The Spring 2025 winners are:
Dr. Mónica Salazar, Senior Lecturer, Department of Art History
Dr. Salazar is a Senior Lecturer in the department of Art History at the University of North Texas, where she teaches courses in postmodernism, theories of contemporary art, as well as the history of photography and modern and contemporary Latin American art. Her research considers questions regarding Mexico’s entrance into the globalized world order and the consequences this has for the visual arts.
Students in her upper-level undergraduate History of Photography course will study holdings in the Byrd Williams Family Photography Collection as inspiration for a creative self-portrait assignment.
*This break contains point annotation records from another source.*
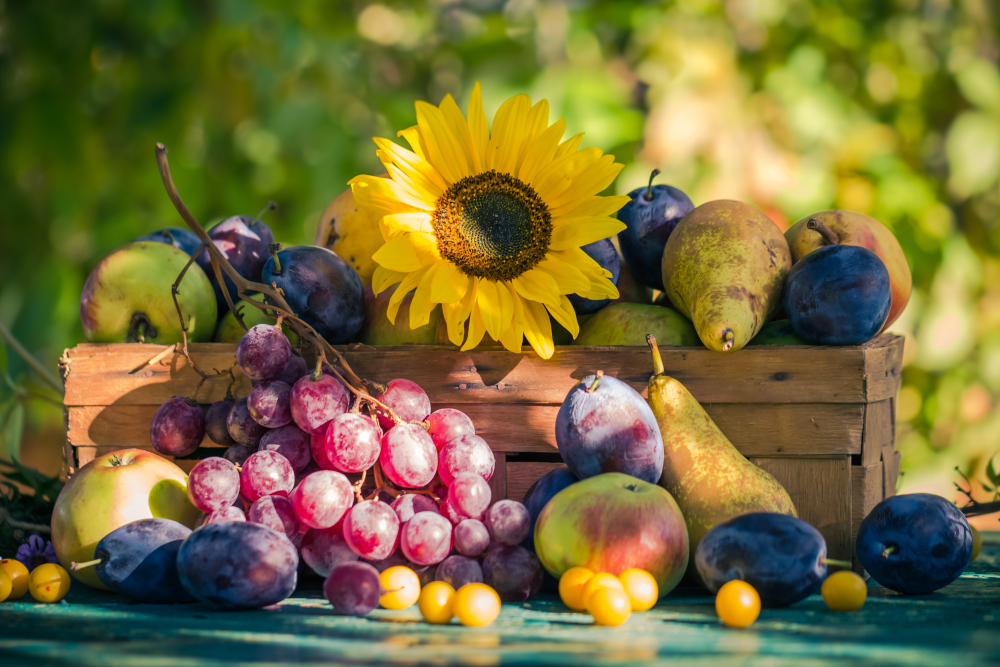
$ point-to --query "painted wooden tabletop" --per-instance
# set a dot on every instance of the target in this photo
(956, 626)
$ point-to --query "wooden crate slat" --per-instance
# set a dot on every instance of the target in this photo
(821, 491)
(521, 475)
(879, 431)
(100, 375)
(770, 429)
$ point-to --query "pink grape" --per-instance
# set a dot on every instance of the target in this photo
(325, 548)
(353, 589)
(469, 494)
(407, 400)
(215, 423)
(409, 504)
(459, 571)
(213, 483)
(508, 522)
(225, 514)
(291, 442)
(266, 474)
(448, 424)
(371, 529)
(243, 428)
(352, 443)
(263, 352)
(408, 456)
(294, 369)
(321, 499)
(316, 402)
(471, 537)
(467, 453)
(275, 512)
(426, 538)
(268, 403)
(178, 427)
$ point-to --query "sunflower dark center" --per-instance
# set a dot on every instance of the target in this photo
(493, 226)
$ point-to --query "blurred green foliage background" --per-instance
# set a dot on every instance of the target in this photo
(886, 107)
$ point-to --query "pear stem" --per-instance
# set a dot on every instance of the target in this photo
(657, 359)
(729, 339)
(648, 196)
(75, 567)
(830, 237)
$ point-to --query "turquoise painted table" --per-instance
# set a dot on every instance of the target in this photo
(957, 626)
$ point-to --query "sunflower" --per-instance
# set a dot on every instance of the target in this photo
(490, 224)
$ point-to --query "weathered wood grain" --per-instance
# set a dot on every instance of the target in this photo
(880, 431)
(100, 374)
(768, 429)
(520, 477)
(821, 492)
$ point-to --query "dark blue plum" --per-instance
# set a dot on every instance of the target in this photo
(650, 217)
(178, 237)
(243, 239)
(915, 543)
(604, 425)
(322, 289)
(837, 295)
(782, 557)
(604, 253)
(238, 565)
(139, 561)
(539, 495)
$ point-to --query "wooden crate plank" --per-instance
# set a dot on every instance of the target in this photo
(821, 491)
(879, 431)
(101, 375)
(769, 429)
(498, 481)
(520, 476)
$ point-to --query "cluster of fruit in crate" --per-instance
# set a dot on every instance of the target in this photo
(720, 273)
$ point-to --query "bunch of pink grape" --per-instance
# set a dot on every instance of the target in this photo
(298, 435)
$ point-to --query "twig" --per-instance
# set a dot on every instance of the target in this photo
(36, 365)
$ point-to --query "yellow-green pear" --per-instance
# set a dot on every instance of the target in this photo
(723, 267)
(710, 480)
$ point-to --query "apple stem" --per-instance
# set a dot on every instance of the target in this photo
(728, 340)
(830, 237)
(273, 249)
(649, 188)
(75, 567)
(658, 368)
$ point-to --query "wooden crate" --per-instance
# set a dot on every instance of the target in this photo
(820, 419)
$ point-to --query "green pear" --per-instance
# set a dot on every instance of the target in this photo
(628, 324)
(723, 267)
(127, 297)
(710, 480)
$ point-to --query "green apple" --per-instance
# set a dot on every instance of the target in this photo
(127, 297)
(107, 493)
(610, 523)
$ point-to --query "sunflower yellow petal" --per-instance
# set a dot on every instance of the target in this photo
(476, 329)
(383, 278)
(459, 128)
(405, 287)
(565, 315)
(443, 149)
(507, 134)
(537, 285)
(580, 232)
(450, 284)
(569, 278)
(478, 128)
(538, 329)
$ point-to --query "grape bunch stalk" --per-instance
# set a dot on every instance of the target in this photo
(301, 446)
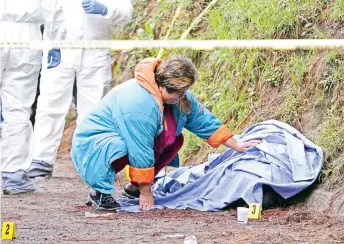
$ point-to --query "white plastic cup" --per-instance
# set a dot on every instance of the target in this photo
(242, 214)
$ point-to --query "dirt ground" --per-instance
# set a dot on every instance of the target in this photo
(55, 213)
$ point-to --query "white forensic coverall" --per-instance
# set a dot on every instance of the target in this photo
(91, 68)
(20, 20)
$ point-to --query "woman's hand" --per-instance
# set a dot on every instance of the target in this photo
(240, 146)
(146, 197)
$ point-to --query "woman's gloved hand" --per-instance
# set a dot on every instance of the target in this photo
(146, 197)
(54, 58)
(94, 7)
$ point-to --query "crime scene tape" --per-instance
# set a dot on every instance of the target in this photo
(280, 44)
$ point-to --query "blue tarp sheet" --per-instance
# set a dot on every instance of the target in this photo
(285, 160)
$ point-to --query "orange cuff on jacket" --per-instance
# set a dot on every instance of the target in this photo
(141, 176)
(221, 135)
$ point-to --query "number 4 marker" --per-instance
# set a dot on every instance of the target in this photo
(8, 231)
(254, 211)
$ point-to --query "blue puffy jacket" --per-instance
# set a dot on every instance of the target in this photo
(126, 122)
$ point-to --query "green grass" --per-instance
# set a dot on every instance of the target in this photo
(233, 82)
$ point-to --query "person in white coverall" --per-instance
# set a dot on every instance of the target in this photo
(19, 68)
(85, 20)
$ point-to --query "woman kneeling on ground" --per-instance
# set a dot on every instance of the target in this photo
(140, 123)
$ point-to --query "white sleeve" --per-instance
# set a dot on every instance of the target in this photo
(119, 11)
(54, 19)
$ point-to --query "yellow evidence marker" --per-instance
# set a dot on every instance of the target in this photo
(127, 172)
(8, 231)
(254, 211)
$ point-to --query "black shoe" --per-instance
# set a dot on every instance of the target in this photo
(131, 191)
(104, 201)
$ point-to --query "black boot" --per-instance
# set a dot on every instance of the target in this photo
(131, 191)
(104, 201)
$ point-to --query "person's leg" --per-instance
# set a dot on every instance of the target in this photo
(18, 90)
(90, 87)
(132, 190)
(34, 105)
(56, 88)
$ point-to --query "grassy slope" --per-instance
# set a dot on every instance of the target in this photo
(242, 87)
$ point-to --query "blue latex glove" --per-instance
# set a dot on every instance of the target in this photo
(54, 58)
(94, 7)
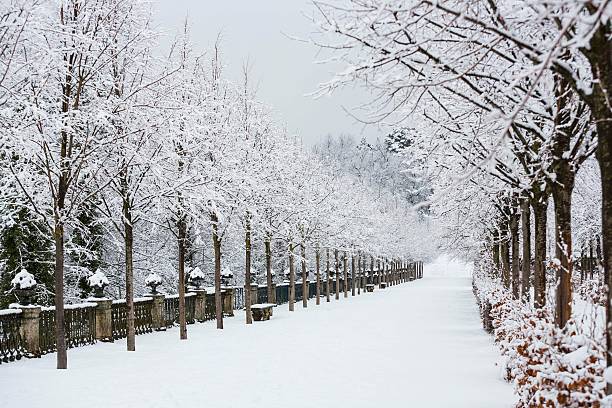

Dr. Layla Seale, Visiting Assistant Professor, Department of Art History
Dr. Seale is a Visiting Assistant Professor in the Department of Art History at UNT, specializing in Medieval Art. Her research analyzes how medieval images of demons reveal a broad spectrum of religious and cultural ideologies and anxieties. Recently, her work on demons and labor, titled “Work is Hell: Demon Laborers in Late Medieval Art,” was published in Different Visions, a peer-reviewed, open access journal devoted to progressive art history scholarship.
Undergraduate students in her art history course, Illuminating the Middle Ages: The Art of Medieval Manuscript, will analyze UNT Special Collection’s rich collection of medieval manuscript leaves and fragments during multiple visits, and submit written responses explaining their reactions to the materiality of these objects with the option of submitting a creative assignment replicating the techniques they analyzed. During individual visits, students will also consult the robust collection of illuminated manuscript facsimiles.
Congratulations, Dr. Salazar and Dr. Seale! UNT Special Collections is excited to work with you and your students this semester!